But hopes are fading that it will ever be shown in mainland China.
“In theory, it will definitely show. In reality? I talk to [film regulators] basically once every two weeks,” Mr. Jia told China Real Time in a recent interview. He said the film had been basically approved by censors months ago but was still awaiting a final OK. “The official side is a little anxious. [They think] maybe the audience won’t be able to take it. Maybe there will be negative reactions.”
China’s film regulator, the State Administration of Press, Publication, Radio, Film and Television, didn’t respond to requests for comment.
“A Touch of Sin” tells the stories of four people—a villager locked in struggle with corrupt officials and businessmen; a migrant who returns home and ends up hunting the local wealthy; a sauna receptionist who is assaulted by a client; and an unhappy factory worker—all of whom crack under the pressure of injustice and indifference. It’s unusually blunt fare for a Chinese film based largely on real-life stories that spread on Sina Weibo, the popular microblogging platform that has come to serve as both a virtual town square and an alternative, less tightly managed news source.

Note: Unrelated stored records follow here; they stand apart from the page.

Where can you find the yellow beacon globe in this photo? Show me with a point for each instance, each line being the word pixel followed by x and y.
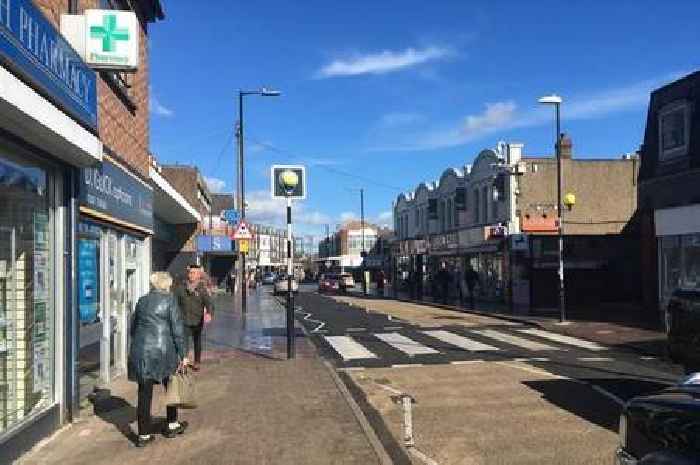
pixel 289 179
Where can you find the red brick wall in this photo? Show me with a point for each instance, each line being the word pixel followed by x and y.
pixel 124 132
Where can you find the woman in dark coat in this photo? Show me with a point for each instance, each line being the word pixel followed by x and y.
pixel 157 352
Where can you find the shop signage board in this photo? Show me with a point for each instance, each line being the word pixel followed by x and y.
pixel 207 243
pixel 31 47
pixel 108 189
pixel 231 216
pixel 242 231
pixel 111 39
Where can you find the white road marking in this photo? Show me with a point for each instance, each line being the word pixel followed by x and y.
pixel 459 341
pixel 514 340
pixel 405 345
pixel 348 348
pixel 569 340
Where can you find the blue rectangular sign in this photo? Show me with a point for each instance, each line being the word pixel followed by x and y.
pixel 214 244
pixel 107 188
pixel 32 48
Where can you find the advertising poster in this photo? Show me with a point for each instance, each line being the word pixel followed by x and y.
pixel 88 280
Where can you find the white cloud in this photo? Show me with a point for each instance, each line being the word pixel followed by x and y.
pixel 215 184
pixel 505 115
pixel 392 120
pixel 157 108
pixel 382 62
pixel 495 116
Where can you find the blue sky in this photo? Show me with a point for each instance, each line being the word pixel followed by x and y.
pixel 386 94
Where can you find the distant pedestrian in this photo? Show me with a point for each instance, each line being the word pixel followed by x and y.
pixel 157 351
pixel 471 278
pixel 194 301
pixel 443 280
pixel 459 281
pixel 381 278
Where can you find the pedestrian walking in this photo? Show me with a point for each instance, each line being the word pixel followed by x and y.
pixel 459 280
pixel 443 280
pixel 195 304
pixel 157 351
pixel 471 277
pixel 381 279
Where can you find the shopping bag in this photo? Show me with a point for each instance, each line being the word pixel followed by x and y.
pixel 181 391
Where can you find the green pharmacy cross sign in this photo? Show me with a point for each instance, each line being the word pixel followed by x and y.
pixel 109 33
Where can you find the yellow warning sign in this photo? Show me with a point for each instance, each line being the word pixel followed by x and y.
pixel 243 246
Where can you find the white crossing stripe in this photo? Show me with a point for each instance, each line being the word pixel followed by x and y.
pixel 405 345
pixel 348 348
pixel 459 341
pixel 514 340
pixel 569 340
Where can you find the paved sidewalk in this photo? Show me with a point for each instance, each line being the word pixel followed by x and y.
pixel 255 407
pixel 608 325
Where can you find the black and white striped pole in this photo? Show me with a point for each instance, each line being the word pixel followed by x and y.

Reading Weibo, Mr. Jia said, made him realize that violence wasn’t an occasional misfortune visited on an unlucky few, but a fundamental thread running through Chinese society and culture. “In Chinese culture, violence is always used to solve problems,” he said, citing Mao Zedong’s famous adage that “political power grows out of the barrel of a gun.”
“The potential for violence lurks in everyone. It’s just that people manage to control themselves,” he added. “It’s difficult to discuss. Chinese culture doesn’t discuss it.”

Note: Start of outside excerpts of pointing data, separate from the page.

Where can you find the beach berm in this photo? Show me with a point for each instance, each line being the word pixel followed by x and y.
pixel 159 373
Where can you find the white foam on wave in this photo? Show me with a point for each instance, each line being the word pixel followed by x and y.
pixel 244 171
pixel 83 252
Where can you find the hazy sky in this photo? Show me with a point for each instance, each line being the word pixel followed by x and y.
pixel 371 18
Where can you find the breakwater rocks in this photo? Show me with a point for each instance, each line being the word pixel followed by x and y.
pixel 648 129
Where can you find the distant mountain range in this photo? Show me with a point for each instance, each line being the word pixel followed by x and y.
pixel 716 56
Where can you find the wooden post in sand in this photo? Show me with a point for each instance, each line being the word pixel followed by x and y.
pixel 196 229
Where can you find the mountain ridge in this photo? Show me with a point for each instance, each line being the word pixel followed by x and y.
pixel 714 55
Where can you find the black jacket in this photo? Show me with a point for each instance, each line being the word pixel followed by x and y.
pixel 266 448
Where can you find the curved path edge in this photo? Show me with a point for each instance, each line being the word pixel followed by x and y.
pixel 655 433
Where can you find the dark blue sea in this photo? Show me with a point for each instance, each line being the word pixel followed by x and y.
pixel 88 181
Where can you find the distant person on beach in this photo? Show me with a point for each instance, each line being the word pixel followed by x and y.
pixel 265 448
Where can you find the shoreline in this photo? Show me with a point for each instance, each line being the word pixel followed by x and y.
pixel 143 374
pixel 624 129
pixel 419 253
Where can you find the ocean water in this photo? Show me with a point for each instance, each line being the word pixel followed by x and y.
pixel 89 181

Weibo provides one platform for that sort of discussion, according to Mr. Jia, but he said stricter controls introduced by the government last year have robbed the site of much of its vitality. “Thinking and debating are extremely limited in Chinese society. We don’t have that tradition,” he said. “Weibo was nurturing the tradition in us. It’s a shame that process has been cut off.”
The director dismissed as “naïve” the argument, often put forth by censors, that Chinese people need to be protected from reality online and in the cinema because it might lead to social disorder. “Life can’t be full of happiness. Culture ought to have a certain load-bearing capacity,” he said
“Touch of Sin” investors may not care whether censors ever decide Chinese audiences are mature enough to see it. Although Mr. Jia has tried to protect the film from piracy by keeping tight control over copies (he refused CRT’s request for a DVD), a pirated version leaked online at the end of February. In a Weibo post, the director apologized to his partners in the film and said his production company would compensate them for loss of potential box-office revenues.
Despite the setbacks, Mr. Jia doesn’t plan to stop exploring violence. His next project, written in collaboration with Nanjing-based novelist and poet Han Dong, is a martial-arts film set at the end of the Qing Dynasty scheduled to start shooting in September.
“It’s about intellectuals who have nowhere to go after the imperial examination system is scrapped,” he said. “People have advised me to shoot a film that ends with the world getting better. It’s such a strange suggestion. I like to shoot the rain. Why do you want me to shoot the sun coming up? That’s a completely different thing.”